As others have said, it unfortunately seems that you are headed to divorce court. It's very unfortunate but sometimes marriages do not last past a certain point nowadays. I hate to think that you love this woman so much that she doesn't feel the same for you. That is emotional suicide. In time, you will heal as with any wound. Life will be what it is for her and you. You still have to live life for yourself and your children.

You seem like a nice guy too. Sometimes that is not the best thing in situations like this. It's very difficult what you are going through I know first hand. You can't think, sleep, eat or anything. Keep in mind, while you are going through this, she is living her life to the fullest. If she loved you, she'd sit you down and express how transparency could be displayed going forward. She hasn't and won't maybe. I pray you find solace in this situation. No one likes to have their hearts broken.


----------



## lordmayhem (Feb 7, 2011)

You already know that you're headed toward D, you're just having a hard time accepting it. It's obvious she hasn't changed or learned anything from the last affair. All she did was lay low until the dust settled.
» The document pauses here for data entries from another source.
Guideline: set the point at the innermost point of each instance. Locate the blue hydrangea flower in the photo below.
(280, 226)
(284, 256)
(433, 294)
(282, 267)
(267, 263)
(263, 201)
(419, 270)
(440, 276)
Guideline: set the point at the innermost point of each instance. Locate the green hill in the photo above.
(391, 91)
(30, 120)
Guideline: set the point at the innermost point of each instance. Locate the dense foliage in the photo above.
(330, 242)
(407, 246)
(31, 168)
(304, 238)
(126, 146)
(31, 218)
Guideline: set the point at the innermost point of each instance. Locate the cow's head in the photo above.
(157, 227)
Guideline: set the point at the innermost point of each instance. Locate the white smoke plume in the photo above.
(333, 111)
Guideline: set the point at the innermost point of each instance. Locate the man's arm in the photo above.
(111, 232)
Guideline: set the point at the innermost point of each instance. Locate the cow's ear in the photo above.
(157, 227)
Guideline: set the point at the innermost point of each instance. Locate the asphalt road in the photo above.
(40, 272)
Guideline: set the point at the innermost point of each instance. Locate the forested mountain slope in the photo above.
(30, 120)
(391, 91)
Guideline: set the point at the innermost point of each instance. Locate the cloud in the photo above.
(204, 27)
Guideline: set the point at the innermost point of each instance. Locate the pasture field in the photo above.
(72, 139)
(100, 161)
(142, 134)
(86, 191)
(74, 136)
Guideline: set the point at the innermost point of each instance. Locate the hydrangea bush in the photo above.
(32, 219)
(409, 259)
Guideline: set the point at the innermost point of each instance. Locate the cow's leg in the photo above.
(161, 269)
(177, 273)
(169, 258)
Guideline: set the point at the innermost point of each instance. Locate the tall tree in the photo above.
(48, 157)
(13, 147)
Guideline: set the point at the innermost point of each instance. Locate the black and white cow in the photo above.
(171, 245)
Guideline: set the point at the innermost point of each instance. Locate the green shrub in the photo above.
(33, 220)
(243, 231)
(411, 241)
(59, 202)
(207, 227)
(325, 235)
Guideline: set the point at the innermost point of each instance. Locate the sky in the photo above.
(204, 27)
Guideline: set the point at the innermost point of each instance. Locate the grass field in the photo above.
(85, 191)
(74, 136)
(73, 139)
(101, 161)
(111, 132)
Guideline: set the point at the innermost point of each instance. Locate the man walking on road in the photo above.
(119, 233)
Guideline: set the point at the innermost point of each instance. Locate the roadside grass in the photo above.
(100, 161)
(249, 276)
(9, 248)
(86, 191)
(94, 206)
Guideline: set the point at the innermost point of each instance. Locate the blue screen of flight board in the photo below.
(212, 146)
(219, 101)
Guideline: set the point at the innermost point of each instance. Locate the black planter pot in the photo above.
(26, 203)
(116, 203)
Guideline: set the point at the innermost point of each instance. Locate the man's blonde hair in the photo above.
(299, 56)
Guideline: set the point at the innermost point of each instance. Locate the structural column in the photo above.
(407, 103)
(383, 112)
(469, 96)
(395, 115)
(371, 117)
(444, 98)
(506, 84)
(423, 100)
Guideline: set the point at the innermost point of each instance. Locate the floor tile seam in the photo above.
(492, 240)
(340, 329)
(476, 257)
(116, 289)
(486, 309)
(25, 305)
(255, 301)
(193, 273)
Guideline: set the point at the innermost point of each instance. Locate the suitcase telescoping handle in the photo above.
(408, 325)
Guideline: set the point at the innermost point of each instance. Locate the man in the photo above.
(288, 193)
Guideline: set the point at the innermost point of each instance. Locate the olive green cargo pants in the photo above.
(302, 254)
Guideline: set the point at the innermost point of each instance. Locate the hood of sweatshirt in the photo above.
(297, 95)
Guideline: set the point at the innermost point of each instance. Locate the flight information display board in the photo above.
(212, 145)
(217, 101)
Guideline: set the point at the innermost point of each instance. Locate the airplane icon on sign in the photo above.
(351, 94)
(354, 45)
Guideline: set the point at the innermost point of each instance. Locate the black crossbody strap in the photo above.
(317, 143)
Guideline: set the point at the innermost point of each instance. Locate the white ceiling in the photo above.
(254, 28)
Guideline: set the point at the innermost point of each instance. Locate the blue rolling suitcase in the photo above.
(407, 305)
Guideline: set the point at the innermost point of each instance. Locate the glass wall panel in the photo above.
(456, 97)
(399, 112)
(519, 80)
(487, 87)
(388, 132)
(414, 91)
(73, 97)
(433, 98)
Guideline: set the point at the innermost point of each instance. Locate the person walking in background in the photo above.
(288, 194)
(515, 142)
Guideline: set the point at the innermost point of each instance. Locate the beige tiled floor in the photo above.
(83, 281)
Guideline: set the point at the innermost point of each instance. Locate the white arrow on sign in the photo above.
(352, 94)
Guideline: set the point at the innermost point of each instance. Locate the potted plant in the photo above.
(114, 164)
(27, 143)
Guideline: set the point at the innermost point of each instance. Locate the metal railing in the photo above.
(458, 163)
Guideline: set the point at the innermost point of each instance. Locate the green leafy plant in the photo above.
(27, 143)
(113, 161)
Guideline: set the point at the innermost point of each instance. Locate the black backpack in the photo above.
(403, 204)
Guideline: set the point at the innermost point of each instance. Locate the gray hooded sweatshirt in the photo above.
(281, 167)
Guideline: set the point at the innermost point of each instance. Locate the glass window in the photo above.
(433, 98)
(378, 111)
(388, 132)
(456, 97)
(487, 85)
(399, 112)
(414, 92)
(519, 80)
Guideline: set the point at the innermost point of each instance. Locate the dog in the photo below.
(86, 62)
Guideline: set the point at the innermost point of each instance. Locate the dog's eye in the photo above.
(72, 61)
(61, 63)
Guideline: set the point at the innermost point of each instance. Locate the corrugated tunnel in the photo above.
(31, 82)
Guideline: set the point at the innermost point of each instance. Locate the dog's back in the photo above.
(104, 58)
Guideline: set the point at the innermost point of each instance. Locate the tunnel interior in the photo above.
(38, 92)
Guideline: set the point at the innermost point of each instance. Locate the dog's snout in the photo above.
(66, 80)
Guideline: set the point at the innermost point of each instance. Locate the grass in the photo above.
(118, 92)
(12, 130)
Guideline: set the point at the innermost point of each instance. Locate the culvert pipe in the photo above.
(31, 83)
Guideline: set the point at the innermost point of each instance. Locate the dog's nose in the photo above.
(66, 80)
Now you are traveling out of town a lot and you are getting the ILYBINILWY speech again. Her sister is enabling her lifestyle of GNOs and partying, having phone sex with a guy she allegedly just met, etc. 

She's cheating on you again, and if she's not, she's already shopping around for a new man. It's only just a matter of time before she packs up and leaves for the new man that she's found.

You seem to be afraid that you can't find someone. Work on your self esteem issues. Yes, you have been married 18 years and you're afraid of being old, alone, and bitter later on. Why? Your WW certainly isn't, is she? She's out there partying right now looking for another man. If she can find another man, you can find another woman too. You can find happiness again after divorcing her. I've been married longer than you, I'm 45, my oldest is in college, but I'm not afraid to end my marriage and find someone else if I have to. I know I have a lot to offer a potential mate.

Have self confidence in yourself. Like another thread says, Self Confidence is like kryptonite to affairs.


----------



## the guy (Aug 3, 2010)

I would have to believe that the both of you had the talk "if you do this again I'm done"...well did you?

You sound like a man that has conviction to your faith and family, so stand by your word, and if you did in fact make that statement, well then!

As I am assuming you made some remark to "if this ever happen, then....."

Is this correct?


----------